Musikpedia – Chery memastikan untuk memulai perakitan lokal atau completely knocked down (CKD) mobil listrik Chery Omoda 5 EV di Indonesia mulai Desember 2023 mendatang.

Read More

Kesiapan perakitan lokal Chery Omoda 5 EV ini disampaikan oleh Qu Jizong, Executive Vice President PT Chery Sales Indonesia, kepada Menteri Koordinator Bidang Perekonomian Airlangga Hartarto.

“Kesiapan produksi perdana Chery Omoda 5 EV ini kami sampaikan secara langsung kepada pemerintah sebagai bentuk update dari komitmen kami untuk mendukung perkembangan industri kendaraan listrik di Indonesia,” ujar Qu Jizong, dalam keterangannya, Kamis (30/11/2023).

Dengan kesiapan produksi ini, artinya Chery Sales Indonesia juga sudah siap untuk memenuhi jumlah Tingkat Komponen Dalam Negeri (TKDN) sesuai aturan pemerintah.

Dalam hal ini Chery akan bekerja sama dengan beberapa mitra lokal untuk memproduksi berbagai macam komponen kendaraan listrik di Indonesia.
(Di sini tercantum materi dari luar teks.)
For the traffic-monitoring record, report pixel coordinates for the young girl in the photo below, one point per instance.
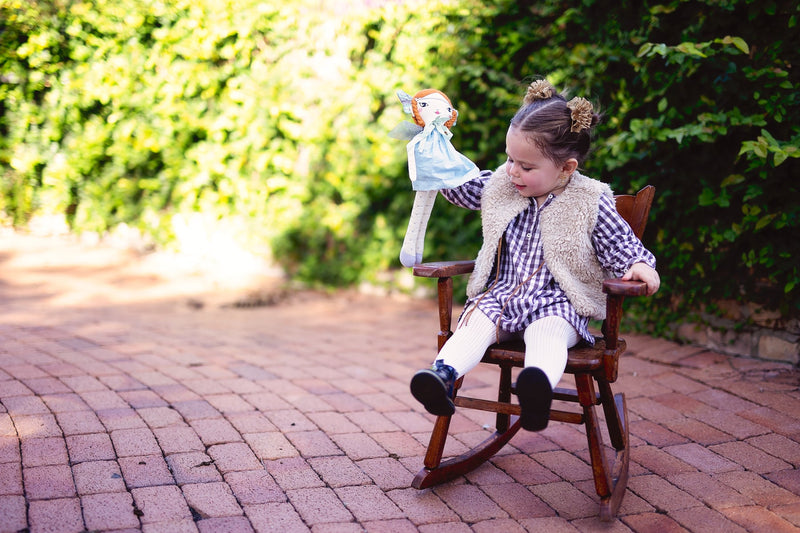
(550, 236)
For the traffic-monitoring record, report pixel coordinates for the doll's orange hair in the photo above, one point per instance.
(415, 108)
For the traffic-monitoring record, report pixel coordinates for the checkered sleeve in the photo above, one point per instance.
(616, 245)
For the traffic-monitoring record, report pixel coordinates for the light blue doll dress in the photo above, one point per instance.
(433, 161)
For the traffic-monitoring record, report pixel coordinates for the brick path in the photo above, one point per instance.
(122, 408)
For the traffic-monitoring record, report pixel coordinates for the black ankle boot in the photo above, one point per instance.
(433, 388)
(535, 397)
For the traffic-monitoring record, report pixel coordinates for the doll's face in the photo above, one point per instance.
(432, 106)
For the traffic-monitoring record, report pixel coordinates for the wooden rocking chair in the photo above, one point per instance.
(589, 364)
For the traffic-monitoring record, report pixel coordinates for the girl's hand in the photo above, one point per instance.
(643, 272)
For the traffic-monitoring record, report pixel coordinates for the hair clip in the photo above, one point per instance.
(581, 113)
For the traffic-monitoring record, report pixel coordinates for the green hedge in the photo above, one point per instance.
(134, 111)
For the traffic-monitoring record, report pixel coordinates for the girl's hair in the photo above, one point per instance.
(415, 108)
(560, 129)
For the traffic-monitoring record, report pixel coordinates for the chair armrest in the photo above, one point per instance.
(443, 269)
(618, 287)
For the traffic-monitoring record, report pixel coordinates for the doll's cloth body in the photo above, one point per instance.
(433, 161)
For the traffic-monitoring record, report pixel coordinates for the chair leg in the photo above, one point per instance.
(610, 480)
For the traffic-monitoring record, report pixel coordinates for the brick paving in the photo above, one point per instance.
(129, 402)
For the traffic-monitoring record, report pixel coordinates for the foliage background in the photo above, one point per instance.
(275, 116)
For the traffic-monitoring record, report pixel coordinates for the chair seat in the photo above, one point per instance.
(581, 358)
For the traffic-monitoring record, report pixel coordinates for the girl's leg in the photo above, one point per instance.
(433, 387)
(464, 350)
(546, 343)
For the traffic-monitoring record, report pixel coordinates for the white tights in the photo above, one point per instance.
(546, 343)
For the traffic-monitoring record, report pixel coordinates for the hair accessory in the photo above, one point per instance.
(581, 114)
(539, 90)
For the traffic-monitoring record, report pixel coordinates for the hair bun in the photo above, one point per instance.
(581, 112)
(539, 90)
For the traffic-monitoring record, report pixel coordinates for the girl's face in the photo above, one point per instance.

Kemitraan ini juga merupakan cara Chery untuk mendukung perekonomian dalam negeri pada sektor otomotif

Chery Omoda 5 EV merupakan mobil listrik yang dilengkapi dengan berbagai teknologi terkini, termasuk power train listrik yang efisien, baterai berkapasitas besar, dan fitur keselamatan.

“Kami percaya bahwa dengan berinvestasi pada teknologi kendaraan listrik dengan lokalisasi komponen, Chery dapat berkontribusi dalam membentuk masa depan industri otomotif di Indonesia,” tutup Qu Jizong.
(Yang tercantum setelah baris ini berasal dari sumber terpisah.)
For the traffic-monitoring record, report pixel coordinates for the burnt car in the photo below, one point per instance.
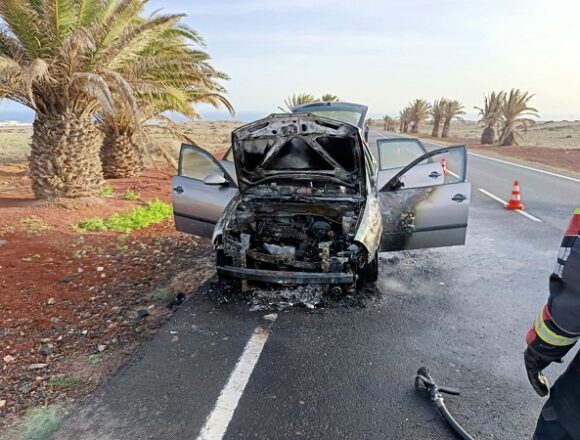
(300, 199)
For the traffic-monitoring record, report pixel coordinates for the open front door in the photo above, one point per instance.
(426, 203)
(201, 191)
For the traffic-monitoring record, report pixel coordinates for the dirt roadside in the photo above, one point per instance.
(74, 306)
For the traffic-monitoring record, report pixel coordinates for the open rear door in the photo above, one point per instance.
(201, 191)
(426, 203)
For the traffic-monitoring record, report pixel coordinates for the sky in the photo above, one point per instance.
(386, 53)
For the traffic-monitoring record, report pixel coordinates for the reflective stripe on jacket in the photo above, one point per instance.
(557, 327)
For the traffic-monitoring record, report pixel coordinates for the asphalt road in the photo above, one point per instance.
(346, 373)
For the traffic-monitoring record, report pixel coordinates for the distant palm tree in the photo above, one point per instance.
(327, 97)
(419, 112)
(515, 112)
(388, 123)
(452, 110)
(437, 115)
(490, 115)
(296, 100)
(405, 118)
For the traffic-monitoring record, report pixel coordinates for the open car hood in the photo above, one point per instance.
(298, 147)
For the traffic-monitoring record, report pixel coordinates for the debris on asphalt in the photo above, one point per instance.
(267, 299)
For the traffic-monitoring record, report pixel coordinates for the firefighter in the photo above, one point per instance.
(554, 333)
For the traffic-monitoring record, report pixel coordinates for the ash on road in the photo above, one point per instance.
(346, 373)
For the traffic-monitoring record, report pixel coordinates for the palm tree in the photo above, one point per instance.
(296, 100)
(388, 123)
(62, 59)
(187, 79)
(419, 112)
(490, 115)
(327, 97)
(515, 112)
(437, 115)
(452, 110)
(405, 118)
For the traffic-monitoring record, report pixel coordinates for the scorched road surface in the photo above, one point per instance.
(346, 373)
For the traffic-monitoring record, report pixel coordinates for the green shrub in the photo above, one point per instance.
(107, 191)
(95, 359)
(141, 217)
(132, 195)
(91, 224)
(38, 423)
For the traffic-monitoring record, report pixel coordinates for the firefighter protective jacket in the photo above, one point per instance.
(557, 327)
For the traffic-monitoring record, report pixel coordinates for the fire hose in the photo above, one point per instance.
(425, 383)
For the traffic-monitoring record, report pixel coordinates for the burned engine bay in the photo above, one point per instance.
(289, 233)
(302, 197)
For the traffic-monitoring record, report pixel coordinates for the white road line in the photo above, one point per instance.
(507, 162)
(503, 202)
(218, 421)
(526, 167)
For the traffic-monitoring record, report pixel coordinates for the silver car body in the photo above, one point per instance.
(289, 172)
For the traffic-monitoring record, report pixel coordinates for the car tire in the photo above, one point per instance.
(369, 273)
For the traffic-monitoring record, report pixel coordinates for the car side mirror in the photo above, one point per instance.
(216, 179)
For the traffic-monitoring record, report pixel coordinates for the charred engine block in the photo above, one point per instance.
(299, 237)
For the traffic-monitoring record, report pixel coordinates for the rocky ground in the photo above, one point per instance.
(74, 306)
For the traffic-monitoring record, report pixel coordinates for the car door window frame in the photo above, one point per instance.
(205, 154)
(395, 182)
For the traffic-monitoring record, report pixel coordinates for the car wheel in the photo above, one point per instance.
(369, 273)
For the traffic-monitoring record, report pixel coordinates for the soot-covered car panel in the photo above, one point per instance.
(304, 203)
(303, 193)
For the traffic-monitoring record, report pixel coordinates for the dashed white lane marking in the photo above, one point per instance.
(507, 162)
(218, 421)
(503, 202)
(526, 167)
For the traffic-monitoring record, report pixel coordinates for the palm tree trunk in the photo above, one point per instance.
(488, 136)
(121, 155)
(446, 128)
(508, 138)
(64, 158)
(436, 125)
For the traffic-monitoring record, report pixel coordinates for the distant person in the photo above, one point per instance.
(555, 332)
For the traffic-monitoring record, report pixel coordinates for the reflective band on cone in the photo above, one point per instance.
(515, 201)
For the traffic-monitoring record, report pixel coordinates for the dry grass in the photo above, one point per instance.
(211, 135)
(14, 143)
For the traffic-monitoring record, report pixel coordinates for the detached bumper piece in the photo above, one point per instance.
(285, 277)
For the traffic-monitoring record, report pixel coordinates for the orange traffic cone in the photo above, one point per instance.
(444, 166)
(515, 201)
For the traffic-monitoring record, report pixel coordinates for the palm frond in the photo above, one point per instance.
(94, 86)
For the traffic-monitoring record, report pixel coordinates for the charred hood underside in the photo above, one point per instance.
(301, 181)
(303, 146)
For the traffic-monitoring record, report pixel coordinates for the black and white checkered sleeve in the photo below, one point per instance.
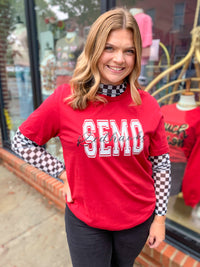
(36, 155)
(162, 181)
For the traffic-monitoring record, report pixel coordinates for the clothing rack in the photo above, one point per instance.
(194, 52)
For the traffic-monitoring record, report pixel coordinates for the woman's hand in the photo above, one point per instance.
(66, 188)
(157, 231)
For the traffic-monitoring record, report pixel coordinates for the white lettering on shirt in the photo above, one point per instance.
(103, 127)
(90, 145)
(110, 133)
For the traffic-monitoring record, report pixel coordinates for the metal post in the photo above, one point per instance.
(33, 51)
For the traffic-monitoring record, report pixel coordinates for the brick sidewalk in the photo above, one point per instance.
(163, 256)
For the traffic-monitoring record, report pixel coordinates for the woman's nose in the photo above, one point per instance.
(119, 57)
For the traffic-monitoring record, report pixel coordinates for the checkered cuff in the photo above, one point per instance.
(36, 155)
(162, 181)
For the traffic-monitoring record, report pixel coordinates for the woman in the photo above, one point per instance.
(117, 169)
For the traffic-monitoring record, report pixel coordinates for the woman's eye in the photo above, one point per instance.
(130, 51)
(108, 48)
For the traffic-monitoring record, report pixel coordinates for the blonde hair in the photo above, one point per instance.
(86, 78)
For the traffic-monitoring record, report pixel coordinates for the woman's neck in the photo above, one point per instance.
(112, 90)
(186, 102)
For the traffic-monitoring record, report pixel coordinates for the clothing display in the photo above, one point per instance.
(67, 50)
(19, 46)
(183, 135)
(145, 24)
(47, 71)
(103, 142)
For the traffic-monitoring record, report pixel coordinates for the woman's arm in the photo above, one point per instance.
(162, 182)
(36, 155)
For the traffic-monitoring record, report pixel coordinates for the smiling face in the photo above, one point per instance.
(118, 58)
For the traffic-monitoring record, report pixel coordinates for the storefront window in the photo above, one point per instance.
(62, 30)
(15, 65)
(166, 38)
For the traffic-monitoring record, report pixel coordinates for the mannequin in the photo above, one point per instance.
(145, 25)
(47, 70)
(182, 125)
(19, 46)
(68, 49)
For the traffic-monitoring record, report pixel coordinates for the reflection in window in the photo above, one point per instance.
(178, 16)
(62, 28)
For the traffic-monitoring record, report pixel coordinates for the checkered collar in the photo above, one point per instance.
(112, 90)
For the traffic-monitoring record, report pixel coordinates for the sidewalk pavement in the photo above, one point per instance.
(32, 230)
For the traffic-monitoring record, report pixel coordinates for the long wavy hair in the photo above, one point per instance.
(86, 77)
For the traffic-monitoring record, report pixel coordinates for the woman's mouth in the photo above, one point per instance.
(115, 68)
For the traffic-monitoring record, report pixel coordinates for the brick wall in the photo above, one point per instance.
(163, 256)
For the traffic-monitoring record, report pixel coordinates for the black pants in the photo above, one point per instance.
(92, 247)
Spesfikasi Chery Omoda 5 EV

Chery Omoda 5 EV memiliki daya tempuh 450 km berdasarkan pengetesan World Harmonised Light Vehicle Test Procedure (WLTP). Adapun baterai yang digunakannya memiliki kapasitas 61 kWh.

Selain itu, mobil ini juga diklaim memiliki tenaga maksimum 150 kW dan torsi tertinggi 340 Nm. Kemampuan akselerasinya dari posisi diam hingga 100 km/j diklaim hanya butuh waktu 7,8 detik.

Sementara itu untuk konsumsi energinya berada pada kisaran 15 kWh/100 km.

Seperti halnya mobil listrik kebanyakan, Omoda 5 EV juga memiliki fitur Vehicle to Load (V2L) untuk menjadi sumber tenaga listrik bagi barang-barang elektronik.